Altaïr lowered Tamir to the ground between two stalls, out of sight of the bodyguards, who remained oblivious.

Tamir’s eyes fluttered.

‘Be at peace,’ said Altaïr, gently.

‘You’ll pay for this, Assassin,’ rasped Tamir. A fine line of blood ran from his nose. ‘You and all your kind.’

‘It seems you’re the one who pays now, my friend. You’ll not profit from suffering any longer.’

Tamir gave a harsh, shallow laugh. ‘You think me some petty death-dealer, suckling at the breast of war? A strange target, perhaps? Why me, when so many others do the same?’

‘You believe yourself different, then?’ asked Altaïr.

‘Oh, but I am, for I serve a far nobler cause than mere profit. Just like my brothers …’


Again Tamir chuckled weakly. ‘Ah … he thinks I act alone.
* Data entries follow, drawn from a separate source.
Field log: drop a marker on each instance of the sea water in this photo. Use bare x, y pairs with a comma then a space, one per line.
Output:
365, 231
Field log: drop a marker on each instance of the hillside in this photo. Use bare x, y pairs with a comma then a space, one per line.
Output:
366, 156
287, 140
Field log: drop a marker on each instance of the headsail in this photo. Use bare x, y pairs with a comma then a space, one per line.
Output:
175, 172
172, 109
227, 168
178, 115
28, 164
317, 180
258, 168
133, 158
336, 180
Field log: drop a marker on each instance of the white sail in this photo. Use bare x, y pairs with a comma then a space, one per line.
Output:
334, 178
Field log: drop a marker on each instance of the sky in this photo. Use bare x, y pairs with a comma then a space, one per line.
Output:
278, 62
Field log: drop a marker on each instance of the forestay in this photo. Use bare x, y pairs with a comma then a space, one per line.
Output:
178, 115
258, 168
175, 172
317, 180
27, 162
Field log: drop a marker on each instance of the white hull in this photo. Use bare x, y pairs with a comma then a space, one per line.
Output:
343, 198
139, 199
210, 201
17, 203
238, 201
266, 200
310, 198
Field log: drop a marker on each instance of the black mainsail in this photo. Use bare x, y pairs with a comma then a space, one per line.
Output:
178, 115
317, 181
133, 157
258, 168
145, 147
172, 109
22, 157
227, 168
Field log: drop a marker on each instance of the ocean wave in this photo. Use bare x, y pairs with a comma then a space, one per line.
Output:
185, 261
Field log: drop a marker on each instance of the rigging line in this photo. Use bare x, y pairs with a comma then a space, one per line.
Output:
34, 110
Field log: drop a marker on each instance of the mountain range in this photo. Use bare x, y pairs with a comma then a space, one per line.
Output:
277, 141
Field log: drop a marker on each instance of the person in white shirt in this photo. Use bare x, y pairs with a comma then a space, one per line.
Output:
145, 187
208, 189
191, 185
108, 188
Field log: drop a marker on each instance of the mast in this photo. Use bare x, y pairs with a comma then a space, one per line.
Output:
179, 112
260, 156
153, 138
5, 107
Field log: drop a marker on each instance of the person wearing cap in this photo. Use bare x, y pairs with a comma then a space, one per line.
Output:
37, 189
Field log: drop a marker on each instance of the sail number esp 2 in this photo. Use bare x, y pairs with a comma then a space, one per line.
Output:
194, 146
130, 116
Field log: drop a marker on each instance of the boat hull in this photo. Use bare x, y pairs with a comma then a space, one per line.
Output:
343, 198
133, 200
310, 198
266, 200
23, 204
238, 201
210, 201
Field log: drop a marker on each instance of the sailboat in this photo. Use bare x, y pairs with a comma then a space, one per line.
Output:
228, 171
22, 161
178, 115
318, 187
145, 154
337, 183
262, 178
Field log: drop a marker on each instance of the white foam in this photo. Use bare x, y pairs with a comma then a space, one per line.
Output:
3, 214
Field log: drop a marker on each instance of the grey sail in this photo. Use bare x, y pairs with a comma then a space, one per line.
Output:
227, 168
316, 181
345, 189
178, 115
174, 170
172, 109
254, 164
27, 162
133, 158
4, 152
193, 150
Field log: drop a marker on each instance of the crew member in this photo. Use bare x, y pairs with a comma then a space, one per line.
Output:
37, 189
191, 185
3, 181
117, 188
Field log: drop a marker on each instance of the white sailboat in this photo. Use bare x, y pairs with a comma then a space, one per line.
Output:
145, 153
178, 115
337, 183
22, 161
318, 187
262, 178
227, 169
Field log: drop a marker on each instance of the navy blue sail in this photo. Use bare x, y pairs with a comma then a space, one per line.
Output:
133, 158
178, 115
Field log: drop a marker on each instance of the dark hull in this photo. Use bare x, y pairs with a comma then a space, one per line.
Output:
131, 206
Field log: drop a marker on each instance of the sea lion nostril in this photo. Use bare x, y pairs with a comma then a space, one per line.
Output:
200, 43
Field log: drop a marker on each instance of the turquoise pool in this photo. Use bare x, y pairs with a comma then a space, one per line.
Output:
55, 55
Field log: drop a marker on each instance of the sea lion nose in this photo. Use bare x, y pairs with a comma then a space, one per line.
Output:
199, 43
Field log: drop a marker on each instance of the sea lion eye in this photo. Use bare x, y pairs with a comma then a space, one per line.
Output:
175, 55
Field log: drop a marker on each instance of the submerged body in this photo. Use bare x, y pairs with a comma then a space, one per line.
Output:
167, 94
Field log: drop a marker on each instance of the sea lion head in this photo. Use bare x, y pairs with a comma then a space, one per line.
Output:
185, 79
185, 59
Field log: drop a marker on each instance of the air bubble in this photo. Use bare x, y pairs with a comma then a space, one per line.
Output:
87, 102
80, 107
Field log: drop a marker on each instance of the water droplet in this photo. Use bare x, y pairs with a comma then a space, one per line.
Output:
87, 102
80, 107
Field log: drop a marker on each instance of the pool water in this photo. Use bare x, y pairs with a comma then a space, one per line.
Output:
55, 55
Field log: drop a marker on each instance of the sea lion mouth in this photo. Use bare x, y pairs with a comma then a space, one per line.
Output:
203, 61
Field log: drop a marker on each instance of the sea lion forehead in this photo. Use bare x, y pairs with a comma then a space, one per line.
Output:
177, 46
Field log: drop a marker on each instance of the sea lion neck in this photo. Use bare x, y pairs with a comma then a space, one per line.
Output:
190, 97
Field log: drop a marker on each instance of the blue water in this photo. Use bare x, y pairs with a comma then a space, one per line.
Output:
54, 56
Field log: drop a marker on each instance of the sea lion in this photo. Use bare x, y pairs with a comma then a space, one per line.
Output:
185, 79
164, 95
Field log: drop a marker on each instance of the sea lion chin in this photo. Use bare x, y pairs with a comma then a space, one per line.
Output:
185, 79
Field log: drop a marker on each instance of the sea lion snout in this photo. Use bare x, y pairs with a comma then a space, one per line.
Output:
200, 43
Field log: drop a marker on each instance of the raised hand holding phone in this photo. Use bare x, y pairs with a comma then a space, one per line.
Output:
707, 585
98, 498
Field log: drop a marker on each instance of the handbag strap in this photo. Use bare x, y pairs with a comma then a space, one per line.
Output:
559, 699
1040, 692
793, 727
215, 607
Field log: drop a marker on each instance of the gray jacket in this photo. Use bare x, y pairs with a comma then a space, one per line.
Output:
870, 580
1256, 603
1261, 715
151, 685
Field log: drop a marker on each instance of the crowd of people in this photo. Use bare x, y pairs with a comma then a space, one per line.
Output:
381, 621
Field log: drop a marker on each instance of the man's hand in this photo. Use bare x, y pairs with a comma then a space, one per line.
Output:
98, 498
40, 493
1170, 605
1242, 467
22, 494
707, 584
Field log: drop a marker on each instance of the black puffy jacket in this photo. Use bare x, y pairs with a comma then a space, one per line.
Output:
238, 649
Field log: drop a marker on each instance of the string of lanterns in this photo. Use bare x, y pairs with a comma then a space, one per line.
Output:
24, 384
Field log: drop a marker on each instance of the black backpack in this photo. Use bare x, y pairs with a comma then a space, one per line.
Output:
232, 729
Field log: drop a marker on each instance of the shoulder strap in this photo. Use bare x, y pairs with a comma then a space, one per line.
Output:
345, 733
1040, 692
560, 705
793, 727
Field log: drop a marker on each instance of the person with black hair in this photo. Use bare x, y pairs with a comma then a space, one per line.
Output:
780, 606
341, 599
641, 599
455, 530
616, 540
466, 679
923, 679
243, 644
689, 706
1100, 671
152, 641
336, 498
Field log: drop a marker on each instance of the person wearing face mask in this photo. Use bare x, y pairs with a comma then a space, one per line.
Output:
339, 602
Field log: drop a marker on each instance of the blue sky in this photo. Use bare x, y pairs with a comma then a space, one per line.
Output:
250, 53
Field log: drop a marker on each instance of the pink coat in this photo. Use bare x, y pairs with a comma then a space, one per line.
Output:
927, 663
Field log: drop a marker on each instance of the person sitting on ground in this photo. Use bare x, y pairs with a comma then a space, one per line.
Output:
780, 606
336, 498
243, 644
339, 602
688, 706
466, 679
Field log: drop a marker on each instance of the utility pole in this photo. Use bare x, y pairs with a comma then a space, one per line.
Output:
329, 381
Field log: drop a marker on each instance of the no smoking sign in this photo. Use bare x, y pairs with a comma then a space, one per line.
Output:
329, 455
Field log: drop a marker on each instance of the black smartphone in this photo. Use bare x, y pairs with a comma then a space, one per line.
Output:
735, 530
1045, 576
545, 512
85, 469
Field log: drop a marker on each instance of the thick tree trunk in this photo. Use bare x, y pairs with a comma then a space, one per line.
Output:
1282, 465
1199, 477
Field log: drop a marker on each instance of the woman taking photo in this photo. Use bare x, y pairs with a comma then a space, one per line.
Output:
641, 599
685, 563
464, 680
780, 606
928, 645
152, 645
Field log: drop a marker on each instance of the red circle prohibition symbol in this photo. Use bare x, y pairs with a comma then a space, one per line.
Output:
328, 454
I am but a piece. A man with a part to play. You’ll come to know the others soon enough. They won’t take kindly to what you’ve done.’

‘Good. I look forward to ending their lives as well.’

‘Such pride. It will destroy you, child,’ said Tamir. And he passed.

‘People have to die for things to change,’ intoned Altaïr, closing the man’s eyes.

He took Al Mualim’s feather from within his robes and stained it with the blood of Tamir, cast a last look at the bodyguards, then moved off, disappearing into the crowds. He was already a ghost when he heard the cry go up behind him.